1. Consider the Albatross Company that has $1 million of assets, which are currently financed
using 40 percent debt and 60 percent equity. Suppose Albatross were to acquire $0.5 million
of additional assets, but can select between two financing alternatives: all debt, borrowing
at 5%, or all equity, issuing 1 million new shares. What is the debt-equity ratio for each
alternative financing arrangement?

2. Consider two firms, A and B:

Firm A Firm B
Discount rate for earnings stream 10% 12%
Discount rate for risk-free debt earnings 5% 8%
Earnings before additional interest $100 $200

Alternative 1
Debt $0 $0

Alternative 2
Debt $500 $1,000

Assume that the tax rate is 0%. Calculate the capitalization rate for earnings for each firm
and for each alternative financing arrangement. In addition, calculate the value of equity
and debt in each case.

3. Explain why interest deductibility would encourage companies to use debt financing.

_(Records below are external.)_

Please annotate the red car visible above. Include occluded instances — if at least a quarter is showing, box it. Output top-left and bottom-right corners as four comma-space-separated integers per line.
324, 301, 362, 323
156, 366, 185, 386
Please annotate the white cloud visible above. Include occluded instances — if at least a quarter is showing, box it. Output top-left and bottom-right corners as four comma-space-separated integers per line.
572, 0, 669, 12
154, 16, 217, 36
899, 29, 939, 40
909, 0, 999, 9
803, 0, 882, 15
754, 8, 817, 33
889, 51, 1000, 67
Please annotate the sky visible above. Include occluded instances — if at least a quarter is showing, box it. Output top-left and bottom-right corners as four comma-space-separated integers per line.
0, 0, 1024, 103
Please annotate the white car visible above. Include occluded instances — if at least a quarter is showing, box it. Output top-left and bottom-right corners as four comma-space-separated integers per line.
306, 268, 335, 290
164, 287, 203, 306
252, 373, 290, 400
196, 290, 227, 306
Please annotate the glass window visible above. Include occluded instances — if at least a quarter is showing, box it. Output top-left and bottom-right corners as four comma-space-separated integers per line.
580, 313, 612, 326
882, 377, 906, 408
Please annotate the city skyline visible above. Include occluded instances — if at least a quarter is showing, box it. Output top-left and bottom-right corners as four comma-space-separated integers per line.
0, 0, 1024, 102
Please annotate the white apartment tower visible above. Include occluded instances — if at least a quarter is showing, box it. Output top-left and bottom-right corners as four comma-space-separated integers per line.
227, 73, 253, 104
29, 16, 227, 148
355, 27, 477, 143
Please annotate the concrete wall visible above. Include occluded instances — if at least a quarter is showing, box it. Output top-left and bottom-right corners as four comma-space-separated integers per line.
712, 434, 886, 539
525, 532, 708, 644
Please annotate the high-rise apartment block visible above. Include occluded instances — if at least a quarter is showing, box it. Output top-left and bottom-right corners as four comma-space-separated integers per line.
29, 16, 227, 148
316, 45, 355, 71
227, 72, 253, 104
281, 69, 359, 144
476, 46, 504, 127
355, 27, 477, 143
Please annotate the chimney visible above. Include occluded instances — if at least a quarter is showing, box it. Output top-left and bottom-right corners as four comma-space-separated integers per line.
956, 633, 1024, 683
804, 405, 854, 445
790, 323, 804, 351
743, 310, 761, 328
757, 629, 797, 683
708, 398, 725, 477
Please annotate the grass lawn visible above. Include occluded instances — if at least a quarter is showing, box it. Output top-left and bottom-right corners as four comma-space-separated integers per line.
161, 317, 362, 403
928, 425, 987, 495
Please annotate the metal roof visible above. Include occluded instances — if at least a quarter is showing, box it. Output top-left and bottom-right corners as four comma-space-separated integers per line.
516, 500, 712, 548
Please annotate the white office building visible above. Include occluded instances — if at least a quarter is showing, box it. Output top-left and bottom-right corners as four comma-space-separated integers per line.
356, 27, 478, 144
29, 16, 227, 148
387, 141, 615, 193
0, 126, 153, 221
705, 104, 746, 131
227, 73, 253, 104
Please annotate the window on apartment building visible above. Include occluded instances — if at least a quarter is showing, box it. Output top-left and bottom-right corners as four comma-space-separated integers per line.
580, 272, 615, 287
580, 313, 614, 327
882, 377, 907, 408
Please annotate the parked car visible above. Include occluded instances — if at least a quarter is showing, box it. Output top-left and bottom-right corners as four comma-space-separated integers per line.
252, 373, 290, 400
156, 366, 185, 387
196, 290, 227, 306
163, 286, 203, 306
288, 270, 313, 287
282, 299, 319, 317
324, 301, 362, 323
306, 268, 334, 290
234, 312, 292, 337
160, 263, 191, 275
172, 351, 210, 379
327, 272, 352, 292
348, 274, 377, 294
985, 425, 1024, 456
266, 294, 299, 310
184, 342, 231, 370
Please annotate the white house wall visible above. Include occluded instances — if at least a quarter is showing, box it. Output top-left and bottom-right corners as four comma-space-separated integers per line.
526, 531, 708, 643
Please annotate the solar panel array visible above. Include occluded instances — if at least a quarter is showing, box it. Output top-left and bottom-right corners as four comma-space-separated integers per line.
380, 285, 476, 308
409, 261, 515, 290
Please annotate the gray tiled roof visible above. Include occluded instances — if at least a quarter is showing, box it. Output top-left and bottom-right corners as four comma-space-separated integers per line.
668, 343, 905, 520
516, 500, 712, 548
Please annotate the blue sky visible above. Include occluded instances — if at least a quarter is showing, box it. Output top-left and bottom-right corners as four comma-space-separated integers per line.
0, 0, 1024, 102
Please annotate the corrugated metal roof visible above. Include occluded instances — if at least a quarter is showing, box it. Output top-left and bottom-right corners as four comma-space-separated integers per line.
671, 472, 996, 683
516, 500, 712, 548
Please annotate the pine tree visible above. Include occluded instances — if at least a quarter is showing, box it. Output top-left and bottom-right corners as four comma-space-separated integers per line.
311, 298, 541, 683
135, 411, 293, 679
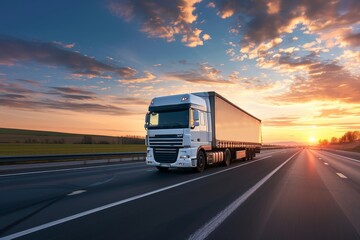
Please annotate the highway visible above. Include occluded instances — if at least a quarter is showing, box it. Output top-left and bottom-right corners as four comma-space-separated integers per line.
0, 148, 360, 240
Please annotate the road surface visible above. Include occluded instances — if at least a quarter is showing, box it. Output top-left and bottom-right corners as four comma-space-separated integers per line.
0, 149, 360, 240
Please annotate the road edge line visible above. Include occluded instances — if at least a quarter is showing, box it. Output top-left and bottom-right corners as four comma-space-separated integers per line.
0, 155, 272, 240
188, 151, 299, 240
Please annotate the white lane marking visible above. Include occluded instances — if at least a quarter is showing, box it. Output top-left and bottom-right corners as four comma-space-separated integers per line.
189, 152, 298, 240
336, 173, 347, 178
324, 152, 360, 163
0, 155, 272, 240
68, 190, 86, 196
0, 162, 145, 177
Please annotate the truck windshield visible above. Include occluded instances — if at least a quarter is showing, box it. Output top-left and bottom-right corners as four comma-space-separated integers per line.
148, 109, 189, 129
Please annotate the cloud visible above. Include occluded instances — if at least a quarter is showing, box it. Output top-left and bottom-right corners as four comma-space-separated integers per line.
0, 98, 133, 115
262, 116, 360, 129
216, 0, 360, 46
344, 33, 360, 47
54, 41, 75, 49
0, 36, 136, 78
60, 94, 95, 100
108, 0, 205, 47
0, 93, 26, 99
229, 71, 276, 91
51, 87, 95, 95
317, 108, 360, 118
165, 64, 233, 84
118, 71, 156, 84
114, 97, 149, 106
206, 2, 215, 8
0, 79, 136, 115
270, 61, 360, 103
15, 78, 42, 87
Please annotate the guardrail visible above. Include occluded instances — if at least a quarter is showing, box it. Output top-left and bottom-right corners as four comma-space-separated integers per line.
0, 152, 146, 165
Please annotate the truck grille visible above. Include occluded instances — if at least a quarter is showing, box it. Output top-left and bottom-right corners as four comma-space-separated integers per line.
149, 134, 183, 147
154, 148, 179, 163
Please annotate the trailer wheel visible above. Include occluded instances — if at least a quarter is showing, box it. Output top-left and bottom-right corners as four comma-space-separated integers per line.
224, 149, 231, 166
196, 151, 206, 172
156, 166, 169, 172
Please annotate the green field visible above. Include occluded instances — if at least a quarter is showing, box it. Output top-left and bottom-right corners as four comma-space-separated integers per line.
0, 143, 146, 156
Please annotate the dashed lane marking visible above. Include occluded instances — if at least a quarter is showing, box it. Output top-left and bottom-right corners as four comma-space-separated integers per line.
68, 190, 86, 196
336, 173, 347, 178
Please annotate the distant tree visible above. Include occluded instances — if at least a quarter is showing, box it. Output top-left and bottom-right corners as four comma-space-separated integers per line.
319, 139, 329, 146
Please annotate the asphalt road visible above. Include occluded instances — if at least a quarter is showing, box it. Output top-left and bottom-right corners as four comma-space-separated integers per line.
0, 149, 360, 239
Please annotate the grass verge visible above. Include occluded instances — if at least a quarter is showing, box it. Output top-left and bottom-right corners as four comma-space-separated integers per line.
0, 143, 146, 156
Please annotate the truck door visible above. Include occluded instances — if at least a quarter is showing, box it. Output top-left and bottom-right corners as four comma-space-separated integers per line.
191, 109, 209, 146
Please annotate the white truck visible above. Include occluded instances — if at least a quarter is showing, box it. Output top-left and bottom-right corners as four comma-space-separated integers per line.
145, 92, 262, 172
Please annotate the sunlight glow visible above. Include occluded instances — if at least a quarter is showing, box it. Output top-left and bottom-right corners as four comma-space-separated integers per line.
309, 136, 316, 143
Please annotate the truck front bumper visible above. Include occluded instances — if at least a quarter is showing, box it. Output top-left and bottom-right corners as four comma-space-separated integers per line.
146, 147, 197, 168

4. Explain how each of the following affects the capital structure decision:
a. Interest deductibility
b. Likelihood of bankruptcy
c. Limited liability
d. Net operating loss carryovers

5. The ABC Company has a current capital structure consisting of $100,000 of 10% coupon
debt and $300,000 of equity. ABC wants to raise $100,000 of capital by either selling
additional shares of stock or issuing debt. There is currently 30,000 shares of stock
outstanding and ABC expects to pay 10% interest per year. ABC expects operating earnings
of $30,000 in the following year.
a. What is ABC’s debt ratio under each of the two financing alternatives?
b. If interest on debt is not deductible by ABC, what is the distribution of next year’s
$30,000 among claimants?
c. If interest on debt is deductible by ABC, and ABC has a tax rate of 30%, what is the
distribution of next year’s $30,000 among claimants (including the government)?
d. Suppose ABC’s probability distribution of next year’s earnings is as follows:

Operating
Scenario Probability earnings
Good 25% $50,000
Normal 50% $30,000
Bad 25% $0

What is ABC’s expected earnings to owners and standard deviation of earnings to


owners under the two alternatives? Assume that there are no taxes.